Die linguokulturologische Schule von Arutjunova untersucht universale Begriffe
der Kultur, die Texten verschiedener Zeiten und Völker entnommen werden.
Auch diese Begriffe werden aus der Sicht des Beobachters und nicht aus der
des wirklichen Sprachträgers rekonstruiert.
Die linguokulturologische Schule von
Telija ist sowohl in Russland als auch in
GUS-Staaten bekannt als die Moskauer Schule für die linguokulturologische
Analyse der Phraseologismen (MSLCFraz). Telija und Nachfolger dieser Schule
untersuchen Spracherscheinungen aus der Sicht der Reflexion des
Sprachträgers, d. h., es wird die Beherrschung der Kultursemantik unmittelbar
anhand des Subjekts der Sprache und Kultur untersucht. Dieses Konzept
nähert sich der wissenschaftlichen Position von Vejbitskaya,
der von der
Theorie
Lingua mentalis
(Imitation des redeaktiven mentalen Sprechzustandes
des Sprechers) ausgeht.
Die linguokulturologische Schule
von Schakleyn und Vorob’ev bei der
Universität für Völkerfreundschaft in Russland entwickelt das Konzept von
Vereŝagin und Kostomarov weiter (vgl. Maslova 2010, S. 30).
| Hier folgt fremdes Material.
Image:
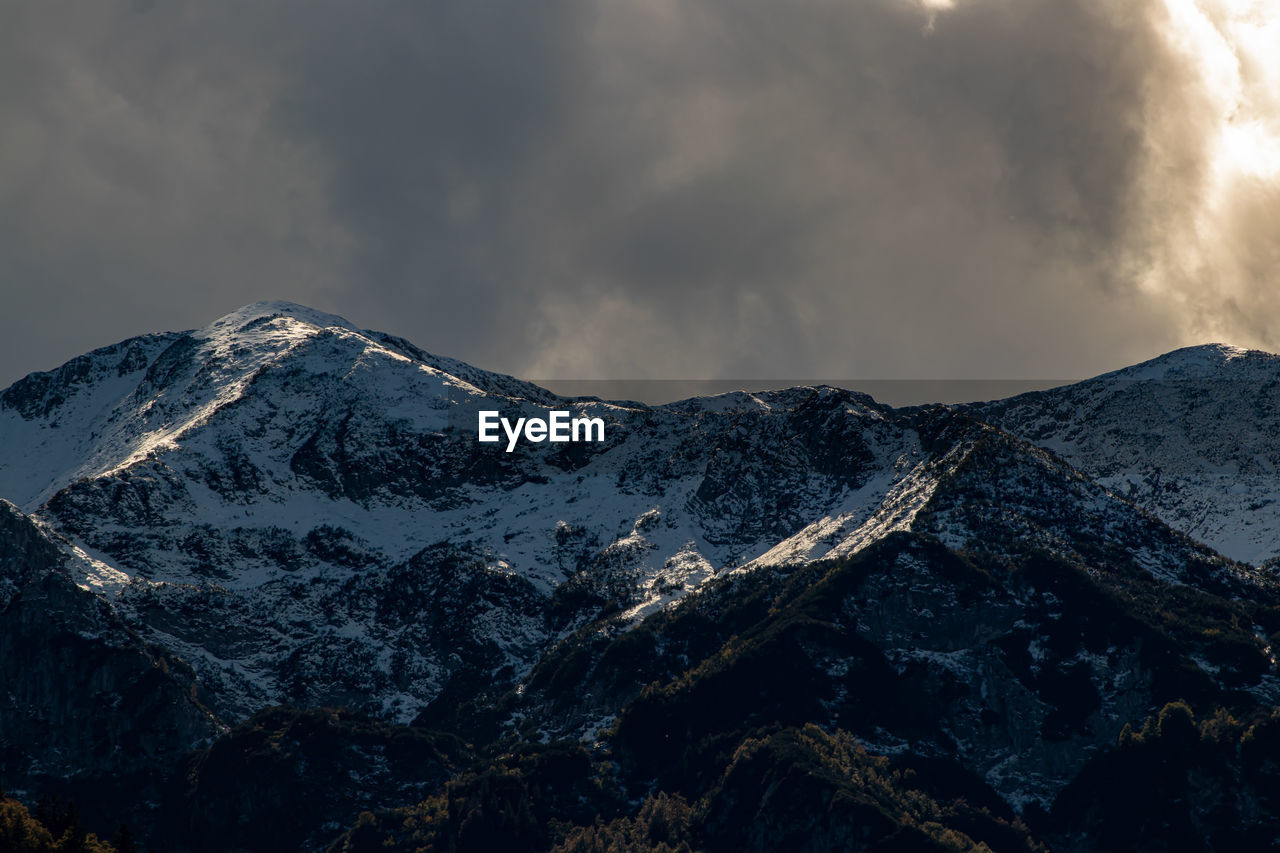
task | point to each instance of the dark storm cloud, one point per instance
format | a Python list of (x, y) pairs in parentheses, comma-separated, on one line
[(828, 188)]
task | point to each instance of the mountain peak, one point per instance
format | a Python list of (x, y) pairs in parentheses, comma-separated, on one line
[(1201, 361), (272, 309)]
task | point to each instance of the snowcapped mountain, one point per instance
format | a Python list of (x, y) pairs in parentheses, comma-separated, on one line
[(1192, 436), (288, 502), (282, 509)]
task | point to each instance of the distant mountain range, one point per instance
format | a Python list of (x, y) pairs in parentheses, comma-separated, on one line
[(780, 620)]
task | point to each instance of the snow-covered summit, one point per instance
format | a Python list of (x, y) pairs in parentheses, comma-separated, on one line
[(1202, 361), (1192, 436)]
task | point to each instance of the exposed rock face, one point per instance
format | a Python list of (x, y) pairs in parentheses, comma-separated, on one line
[(83, 694), (280, 509)]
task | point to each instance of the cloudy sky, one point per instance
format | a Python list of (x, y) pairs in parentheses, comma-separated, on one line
[(650, 188)]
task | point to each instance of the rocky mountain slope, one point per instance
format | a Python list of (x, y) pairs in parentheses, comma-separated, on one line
[(284, 510), (1192, 436)]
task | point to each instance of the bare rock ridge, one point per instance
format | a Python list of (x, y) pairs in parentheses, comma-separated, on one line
[(282, 509)]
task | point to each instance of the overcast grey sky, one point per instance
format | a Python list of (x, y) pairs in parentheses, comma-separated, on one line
[(650, 188)]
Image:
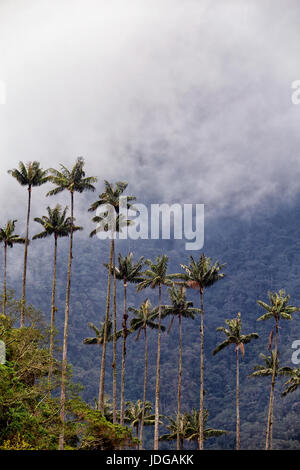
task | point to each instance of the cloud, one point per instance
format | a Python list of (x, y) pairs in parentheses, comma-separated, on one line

Auch in den letzten zwanzig Jahren hat sich die Linguokulturologie als Fach gut
etabliert. Es wurden zahlreiche Forschungen durchgeführt und die Linguokulturologie
wurde zur
neuen philologischen Disziplin, die sich mit der Widerspiegelung und
Fixierung von Kultur durch das Prisma der Sprache beschäftigt. Doch die Popularität
dieses interdisziplinären Faches bleibt weiterhin osteuropäisch konzentriert: Eine der
wichtigsten Forschungsrichtungen der russischen Germanistik findet im
westeuropäischen Wissenschaftsraum kaum noch Erwähnung (vgl. Földes 2019, S.
86). Dies könnte damit zusammenhängen, dass die meisten Forschungspublikationen
der Linguokulturologie in russischer Sprache erscheinen und nicht übersetzt werden.
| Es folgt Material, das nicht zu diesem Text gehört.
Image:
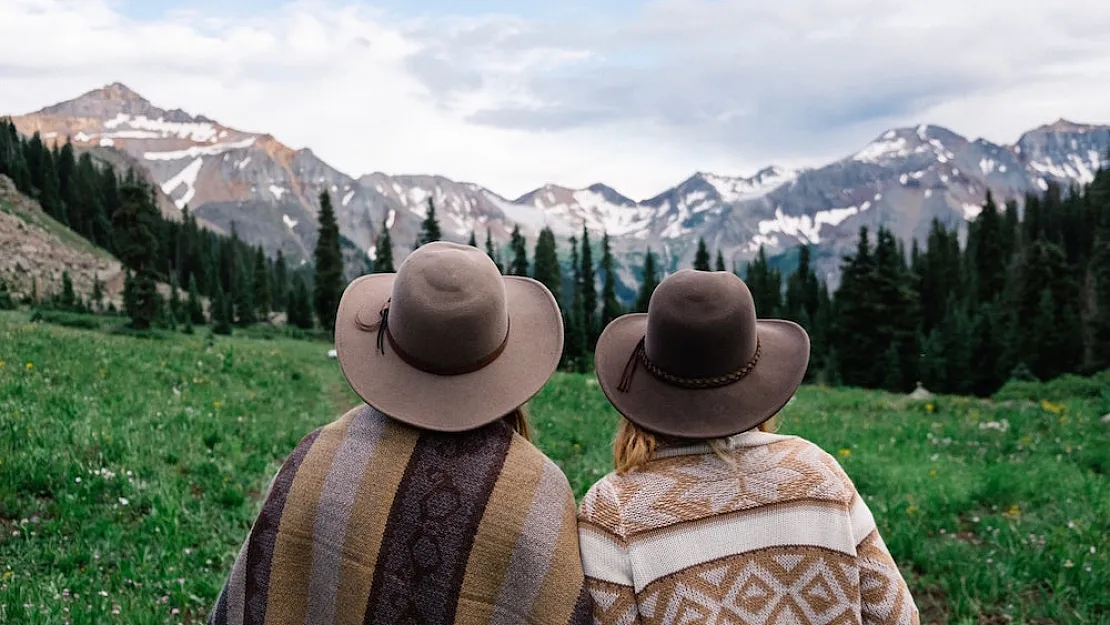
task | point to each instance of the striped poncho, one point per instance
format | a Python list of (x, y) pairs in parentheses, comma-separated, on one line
[(373, 522)]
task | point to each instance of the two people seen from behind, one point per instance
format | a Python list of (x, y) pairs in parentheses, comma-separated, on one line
[(429, 504)]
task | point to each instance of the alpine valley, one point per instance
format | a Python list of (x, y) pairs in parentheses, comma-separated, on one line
[(902, 180)]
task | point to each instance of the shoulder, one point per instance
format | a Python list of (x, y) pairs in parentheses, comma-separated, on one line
[(525, 461), (826, 477), (601, 506)]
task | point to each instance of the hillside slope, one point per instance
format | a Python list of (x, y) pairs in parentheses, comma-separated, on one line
[(902, 180), (34, 249)]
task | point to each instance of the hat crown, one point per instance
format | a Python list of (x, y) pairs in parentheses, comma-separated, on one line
[(448, 306), (700, 324)]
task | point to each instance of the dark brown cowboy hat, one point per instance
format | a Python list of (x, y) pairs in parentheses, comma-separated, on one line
[(699, 364), (447, 343)]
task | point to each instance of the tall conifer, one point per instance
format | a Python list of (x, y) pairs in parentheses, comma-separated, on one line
[(329, 283), (702, 256)]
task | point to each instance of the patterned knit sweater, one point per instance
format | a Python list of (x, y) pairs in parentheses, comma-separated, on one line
[(372, 522), (783, 536)]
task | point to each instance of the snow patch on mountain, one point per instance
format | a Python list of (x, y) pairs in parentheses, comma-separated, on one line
[(193, 131), (971, 211), (733, 190), (1075, 168), (878, 151), (805, 227), (187, 177), (199, 150)]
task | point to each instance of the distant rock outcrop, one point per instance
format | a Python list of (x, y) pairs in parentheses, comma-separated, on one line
[(902, 180)]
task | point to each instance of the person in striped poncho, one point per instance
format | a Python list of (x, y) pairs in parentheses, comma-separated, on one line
[(427, 504), (708, 516)]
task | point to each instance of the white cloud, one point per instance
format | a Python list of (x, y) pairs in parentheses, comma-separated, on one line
[(637, 101)]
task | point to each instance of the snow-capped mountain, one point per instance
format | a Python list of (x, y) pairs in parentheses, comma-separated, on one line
[(902, 179)]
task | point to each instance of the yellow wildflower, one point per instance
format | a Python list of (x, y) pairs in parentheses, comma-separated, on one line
[(1055, 409)]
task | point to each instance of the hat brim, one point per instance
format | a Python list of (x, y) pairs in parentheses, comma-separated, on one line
[(703, 413), (450, 403)]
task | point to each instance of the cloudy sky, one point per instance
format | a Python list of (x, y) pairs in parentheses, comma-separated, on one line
[(516, 93)]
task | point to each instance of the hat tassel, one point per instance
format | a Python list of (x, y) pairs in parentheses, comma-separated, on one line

Ein weiterer Problempunkt ist es, dass dieses Fach noch „
nicht genau ausdefiniert und
nicht systematisch durchkonstruiert ist
“ (ebd.: S. 111). Es fehlt an festgelegten
Mechanismen zur eindeutigen Handlungsweise bei der praktischen Untersuchung. Die
Mehrdeutigkeit und die unterschiedlichen Interpretationsmöglichkeiten der kulturellen
Erscheinungen durch Sprache machen die Erarbeitung
von Analysetools in der
linguokulturellen Forschung notwendig, was als eine gute Zukunftsaufgabe für dieses
Fach anzusehen ist.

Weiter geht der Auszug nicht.